Nature is a beautiful, chaotic paradox: it can seem to be a sprawling, tangled mess at the same time that it appears incredibly ordered. We are subject to its laws, and we humans follow the same exact cycle as everything else: birth, life, and death. And of course we are social creatures who react to these events in a wide variety of ways through cultural and emotional channels. Artist Kyle Kogut pursues the chaotic, confusing and often beautiful aspects of being in the world, exploring relationships and conflicts between nature and his own experiences. He writes:
My work is rooted in the actuality of nature, while allowing my own perception to skew, warp, and manipulate it in an attempt to connect these natural, physical and metaphysical realms.
Kogut culls memories, personal symbols and philosophies from his own experience and incorporates them into works that often reference mythology and art historical sources. Stylized natural elements like flowers or potted plants provide backgrounds that become almost patterned, and symbolic in their placement. 'Seizer,' one of my favorite works, appears menacing and yet strangely reassuring, as I'm reminded upon closer examination that death is but a part of nature and in due course all will return to the ground. 'View from My Own Casket' is a powerful meditation on the dark fantasy of attending one's own funeral, or worse, being buried alive, and yet it is surprisingly, abstractly charming: gentle ferns sprout from the edges and the colors are light and it feels airy. Perhaps after all, death does not mean darkness but a different kind of lightness.

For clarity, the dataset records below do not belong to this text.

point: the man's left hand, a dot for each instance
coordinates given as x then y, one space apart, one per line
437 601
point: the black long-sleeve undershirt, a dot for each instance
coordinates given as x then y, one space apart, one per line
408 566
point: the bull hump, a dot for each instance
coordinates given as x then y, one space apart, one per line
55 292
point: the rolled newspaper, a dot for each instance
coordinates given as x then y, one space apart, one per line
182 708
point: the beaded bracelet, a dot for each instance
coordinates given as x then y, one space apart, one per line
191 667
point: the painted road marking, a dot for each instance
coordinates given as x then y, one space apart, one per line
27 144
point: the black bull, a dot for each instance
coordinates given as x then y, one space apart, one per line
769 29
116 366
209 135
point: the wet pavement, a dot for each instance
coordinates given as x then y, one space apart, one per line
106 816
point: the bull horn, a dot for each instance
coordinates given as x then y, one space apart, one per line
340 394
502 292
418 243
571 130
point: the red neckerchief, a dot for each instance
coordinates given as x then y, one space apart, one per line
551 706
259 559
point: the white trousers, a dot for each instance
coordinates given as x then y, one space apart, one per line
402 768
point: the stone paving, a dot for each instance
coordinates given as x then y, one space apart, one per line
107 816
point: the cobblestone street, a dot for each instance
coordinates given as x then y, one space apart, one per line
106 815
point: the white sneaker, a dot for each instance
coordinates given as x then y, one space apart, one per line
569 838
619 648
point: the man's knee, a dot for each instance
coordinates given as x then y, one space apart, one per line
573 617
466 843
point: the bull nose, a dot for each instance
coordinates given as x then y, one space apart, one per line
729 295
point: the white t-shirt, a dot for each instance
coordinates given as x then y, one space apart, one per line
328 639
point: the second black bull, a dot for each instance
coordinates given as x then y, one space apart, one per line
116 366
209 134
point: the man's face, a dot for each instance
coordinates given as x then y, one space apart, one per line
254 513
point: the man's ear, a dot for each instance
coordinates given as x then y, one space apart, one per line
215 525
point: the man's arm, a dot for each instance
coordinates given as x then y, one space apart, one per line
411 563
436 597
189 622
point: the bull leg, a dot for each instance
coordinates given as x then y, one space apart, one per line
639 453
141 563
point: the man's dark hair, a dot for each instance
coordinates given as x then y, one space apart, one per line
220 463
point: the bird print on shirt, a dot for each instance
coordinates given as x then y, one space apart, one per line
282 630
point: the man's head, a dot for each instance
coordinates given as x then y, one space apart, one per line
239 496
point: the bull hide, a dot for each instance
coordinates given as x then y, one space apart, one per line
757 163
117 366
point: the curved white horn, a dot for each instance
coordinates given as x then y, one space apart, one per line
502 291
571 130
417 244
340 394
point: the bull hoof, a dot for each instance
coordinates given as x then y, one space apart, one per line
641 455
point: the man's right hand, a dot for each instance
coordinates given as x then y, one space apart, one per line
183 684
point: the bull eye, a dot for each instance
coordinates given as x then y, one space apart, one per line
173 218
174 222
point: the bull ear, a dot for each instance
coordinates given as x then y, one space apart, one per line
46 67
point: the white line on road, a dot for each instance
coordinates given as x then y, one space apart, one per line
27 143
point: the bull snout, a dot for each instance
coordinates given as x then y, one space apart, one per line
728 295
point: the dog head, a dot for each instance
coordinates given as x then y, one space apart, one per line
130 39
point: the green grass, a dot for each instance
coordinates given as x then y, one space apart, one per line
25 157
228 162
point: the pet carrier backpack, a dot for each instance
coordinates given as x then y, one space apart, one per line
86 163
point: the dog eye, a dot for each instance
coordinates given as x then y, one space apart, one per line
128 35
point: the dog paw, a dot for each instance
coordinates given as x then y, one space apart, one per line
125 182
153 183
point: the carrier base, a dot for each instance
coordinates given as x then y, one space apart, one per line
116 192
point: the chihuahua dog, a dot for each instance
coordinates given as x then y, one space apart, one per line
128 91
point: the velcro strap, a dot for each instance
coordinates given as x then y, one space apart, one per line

The artist's ability to meet and show us the face of death head on, as it were, allows him (and us) to confront mortality sincerely. His work has examined the concept of life and death as a part of nature's process, and he has more recently begun to move in a direction that focuses more clearly on death and its significance in his own life as well as historically, philosophically, and culturally:
Prompted by a death of a family member, my recent works have served as a platform to scrutinize my own mortality and reflect on how different societies ritualize death. Connecting the subject matter of fleeting life and inevitable death, the result is a natural interplay of these cyclical themes.
By experimenting and layering the wide variety of materials, often including different kinds of paint, pencils and washes, he lets the drawings and paintings progress naturally. He calls the process of layering 'mark-making,' which brings to mind primitive forms of language or ceremony, or prehistoric cave drawings in which the artists responded to what they observed in the world around them--very much as he does now. He taps into his background in printmaking, which comes through in the compositions' clarity and frankness.
Kyle Kogut is currently based in Philadelphia, PA where he earned his BFA from the Tyler School of Art, and in the fall of this year he will be commencing the MFA program at the Mount Royal School of Art at Maryland Institute College of Art.